The Complete Guide to Sentiment Analysis with Ludwig — Part III: Hyperparameter Optimization

December 21, 2020 · 5 min read
hyperparameter-optimization-with-ludwig
Michael Zhu
Michael Zhu
Piero Molino
Piero Molino

This is the third article of a 3-part series about using Ludwig to perform Sentiment Analysis on the Stanford Sentiment Treebank dataset. Part 1 provides an introduction to the dataset and shows how to train two types of models (Bi-LSTM and parallel-CNN). Part 2 describes the BERT model and how to use it in Ludwig. You can follow along with the code through our Colab notebook.

AuthorsMichael ZhuKanishk KalraElias Castro Hernandez, and Piero Molino

Images thanks to Debbie Yuen

Introduction

In this article, we will be using Ludwig — a deep learning toolkit based on Tensorflow — to perform hyperparameter optimization on a Recurrent Neural Network used for Sentiment Analysis.

What are hyperparameters and what is hyperparameter optimization?

In deep learning, the parameters are the weights learned during the model training process. If we imagine a model to be a matrix that transforms an input vector (i.e. flattened image vector) into an output vector (i.e. vector of categories) so that output = matrix ⋅ input, then the parameters would be the values of the matrix that are updated throughout the training process (i.e. by some form of stochastic gradient descent). In reality, a deep learning model is made of several tensors of different shapes, and the parameters are the values of all those tensors.

Hyperparameters are values that define either the architecture of the model (like the size of some layers or the type of activation) or control the data processing and the training process (like the learning rate or the batch size). They are usually set by the user before training. We will go over some examples of hyperparameters that are commonly used below.

Hyperparameter optimization is the process of picking the best possible hyperparameters so that the training process achieves optimal performance. In its simplest form — grid search — this consists of training a model multiple times with different hyperparameter values obtained by exhaustively enumerating all combinations and picking the best performing set of hyperparameters. Another option is to use random search, which consists of sampling hyperparameters at random from specified ranges. There are, although, many more interesting ways to sample hyperparameters, like Bayesian optimization and evolutionary strategies. In this article we will use random search for simplicity, but Ludwig also supports grid search and Bayesian optimization samplers.

What hyperparameters can we optimize and what do they do?

Our goal is to find the best hyperparameters for the Recurrent Neural Network we trained in Part 1, so we selected a mix of training and architecture hyperparameters:

Learning rate: tells the optimizer how much to update the weights at each step (0.0≤𝜅≤1.0).
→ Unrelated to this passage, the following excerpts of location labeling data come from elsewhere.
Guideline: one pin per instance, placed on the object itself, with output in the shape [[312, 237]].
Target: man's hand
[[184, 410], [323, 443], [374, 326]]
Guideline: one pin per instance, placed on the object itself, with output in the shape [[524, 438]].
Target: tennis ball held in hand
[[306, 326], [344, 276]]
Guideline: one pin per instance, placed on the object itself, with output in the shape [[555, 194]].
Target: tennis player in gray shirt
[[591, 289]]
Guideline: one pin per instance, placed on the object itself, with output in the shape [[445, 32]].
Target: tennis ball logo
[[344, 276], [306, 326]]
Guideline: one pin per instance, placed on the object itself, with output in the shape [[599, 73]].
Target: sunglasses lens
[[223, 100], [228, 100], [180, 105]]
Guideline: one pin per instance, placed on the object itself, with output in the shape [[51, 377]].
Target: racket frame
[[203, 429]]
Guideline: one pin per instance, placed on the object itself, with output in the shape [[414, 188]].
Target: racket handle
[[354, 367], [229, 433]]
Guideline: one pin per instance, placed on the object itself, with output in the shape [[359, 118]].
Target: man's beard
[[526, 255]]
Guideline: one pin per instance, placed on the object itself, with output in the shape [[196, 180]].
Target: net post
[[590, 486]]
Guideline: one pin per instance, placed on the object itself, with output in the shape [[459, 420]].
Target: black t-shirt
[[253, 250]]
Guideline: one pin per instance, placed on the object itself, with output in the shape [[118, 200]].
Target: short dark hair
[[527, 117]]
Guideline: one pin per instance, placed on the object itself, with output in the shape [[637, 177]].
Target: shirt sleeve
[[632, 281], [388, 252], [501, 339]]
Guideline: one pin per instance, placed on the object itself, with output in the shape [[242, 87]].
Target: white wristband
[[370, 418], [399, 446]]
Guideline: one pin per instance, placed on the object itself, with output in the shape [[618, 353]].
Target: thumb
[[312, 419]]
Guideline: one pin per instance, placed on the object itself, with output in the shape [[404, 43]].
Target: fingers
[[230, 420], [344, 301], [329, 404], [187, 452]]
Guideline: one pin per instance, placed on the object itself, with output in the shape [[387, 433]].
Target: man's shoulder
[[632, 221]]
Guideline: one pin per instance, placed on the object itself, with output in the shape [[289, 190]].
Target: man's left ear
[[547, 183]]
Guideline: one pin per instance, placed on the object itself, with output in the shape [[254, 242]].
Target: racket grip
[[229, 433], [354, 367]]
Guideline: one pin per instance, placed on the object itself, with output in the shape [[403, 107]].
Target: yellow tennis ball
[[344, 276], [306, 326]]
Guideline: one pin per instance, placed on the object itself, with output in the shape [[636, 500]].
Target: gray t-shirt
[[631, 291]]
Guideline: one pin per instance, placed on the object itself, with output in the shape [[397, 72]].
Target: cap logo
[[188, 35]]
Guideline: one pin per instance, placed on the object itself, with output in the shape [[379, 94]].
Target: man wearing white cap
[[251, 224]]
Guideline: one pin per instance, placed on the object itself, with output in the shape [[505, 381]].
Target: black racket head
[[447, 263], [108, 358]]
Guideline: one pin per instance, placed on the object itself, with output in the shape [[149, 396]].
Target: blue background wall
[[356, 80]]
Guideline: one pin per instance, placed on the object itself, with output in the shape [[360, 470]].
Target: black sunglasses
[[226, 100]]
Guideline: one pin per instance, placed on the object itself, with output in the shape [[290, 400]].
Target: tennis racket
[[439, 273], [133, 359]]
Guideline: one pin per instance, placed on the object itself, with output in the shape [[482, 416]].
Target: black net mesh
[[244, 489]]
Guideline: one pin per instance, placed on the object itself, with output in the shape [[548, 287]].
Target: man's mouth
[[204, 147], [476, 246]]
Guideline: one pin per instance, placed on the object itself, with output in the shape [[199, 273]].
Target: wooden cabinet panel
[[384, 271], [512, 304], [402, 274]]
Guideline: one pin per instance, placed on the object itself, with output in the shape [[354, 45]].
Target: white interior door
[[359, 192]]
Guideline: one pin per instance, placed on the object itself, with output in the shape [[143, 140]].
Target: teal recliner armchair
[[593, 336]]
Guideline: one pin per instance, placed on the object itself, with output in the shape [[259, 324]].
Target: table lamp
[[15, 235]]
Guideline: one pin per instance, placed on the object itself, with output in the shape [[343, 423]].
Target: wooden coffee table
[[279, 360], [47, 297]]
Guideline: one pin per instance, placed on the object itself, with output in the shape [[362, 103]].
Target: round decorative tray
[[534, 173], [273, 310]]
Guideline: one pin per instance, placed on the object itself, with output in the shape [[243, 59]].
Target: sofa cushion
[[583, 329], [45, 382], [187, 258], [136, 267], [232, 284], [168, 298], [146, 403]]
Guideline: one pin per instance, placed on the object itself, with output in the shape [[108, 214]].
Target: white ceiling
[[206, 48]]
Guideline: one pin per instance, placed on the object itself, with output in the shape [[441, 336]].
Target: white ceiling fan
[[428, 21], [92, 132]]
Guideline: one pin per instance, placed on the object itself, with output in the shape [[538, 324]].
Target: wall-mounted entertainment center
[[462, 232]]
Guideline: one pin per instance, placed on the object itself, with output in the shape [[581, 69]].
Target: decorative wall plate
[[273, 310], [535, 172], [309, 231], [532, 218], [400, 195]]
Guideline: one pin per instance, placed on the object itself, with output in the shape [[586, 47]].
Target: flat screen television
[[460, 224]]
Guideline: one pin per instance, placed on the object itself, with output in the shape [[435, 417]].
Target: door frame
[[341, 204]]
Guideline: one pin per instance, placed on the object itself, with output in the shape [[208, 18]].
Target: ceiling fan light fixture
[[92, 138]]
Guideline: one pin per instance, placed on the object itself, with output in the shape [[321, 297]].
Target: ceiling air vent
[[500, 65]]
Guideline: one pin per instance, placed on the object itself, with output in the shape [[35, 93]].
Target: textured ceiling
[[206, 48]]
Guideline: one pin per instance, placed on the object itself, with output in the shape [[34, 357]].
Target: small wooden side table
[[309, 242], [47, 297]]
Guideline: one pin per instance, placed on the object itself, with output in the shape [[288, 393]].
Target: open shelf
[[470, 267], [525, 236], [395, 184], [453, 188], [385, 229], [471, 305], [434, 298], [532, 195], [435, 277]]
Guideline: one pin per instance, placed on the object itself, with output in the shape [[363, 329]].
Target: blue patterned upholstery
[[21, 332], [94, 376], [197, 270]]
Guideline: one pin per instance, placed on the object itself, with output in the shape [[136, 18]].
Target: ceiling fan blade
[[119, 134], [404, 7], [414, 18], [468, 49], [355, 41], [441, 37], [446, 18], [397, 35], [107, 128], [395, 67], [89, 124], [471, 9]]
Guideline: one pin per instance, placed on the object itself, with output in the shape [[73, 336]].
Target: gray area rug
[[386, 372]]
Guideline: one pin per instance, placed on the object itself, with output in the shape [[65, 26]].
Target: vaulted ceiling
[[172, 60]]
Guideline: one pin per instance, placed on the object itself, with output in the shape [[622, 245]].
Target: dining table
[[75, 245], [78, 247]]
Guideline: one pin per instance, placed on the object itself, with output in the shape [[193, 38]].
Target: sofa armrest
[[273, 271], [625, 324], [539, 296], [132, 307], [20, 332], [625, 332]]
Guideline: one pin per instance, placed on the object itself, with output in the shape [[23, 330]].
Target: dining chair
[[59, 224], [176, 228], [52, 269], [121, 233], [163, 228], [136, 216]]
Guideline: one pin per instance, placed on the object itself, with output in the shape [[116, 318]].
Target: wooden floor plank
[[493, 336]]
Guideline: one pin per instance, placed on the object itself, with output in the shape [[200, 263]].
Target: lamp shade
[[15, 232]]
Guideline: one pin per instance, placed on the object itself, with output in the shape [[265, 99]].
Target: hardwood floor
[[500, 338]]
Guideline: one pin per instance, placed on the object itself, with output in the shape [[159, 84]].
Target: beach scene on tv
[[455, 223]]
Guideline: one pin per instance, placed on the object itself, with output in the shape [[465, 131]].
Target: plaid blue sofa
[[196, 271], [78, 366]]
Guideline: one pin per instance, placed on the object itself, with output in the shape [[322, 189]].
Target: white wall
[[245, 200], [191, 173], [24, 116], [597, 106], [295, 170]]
  • If learning rate is too large, 𝜅→1.0, then gradient descent may never converge to a minimum.
  • If learning rate is too small, 𝜅→0.0, then the model may take too long to train and may end up stuck in local minima.

State size: the size of the hidden state of the RNN.

  • Larger state size will allow each RNN cell to pass along more information at each step and will increase the model capacity, but will also increase computation time and potentially make the model more prone to overfitting.

Number of encoder layers: more layers may result in higher accuracy because of increased model capacity, but will also be more computationally expensive and may lead to overfitting.

RNN cell type:

  • Vanilla RNN: processes input and hidden state with a single weight matrix. The vanilla RNN cell has issues with exploding and vanishing gradients. For more details on RNNs refer to this paper by Paul Rodriguez, Janet Wiles & Jeffrey L. Elman.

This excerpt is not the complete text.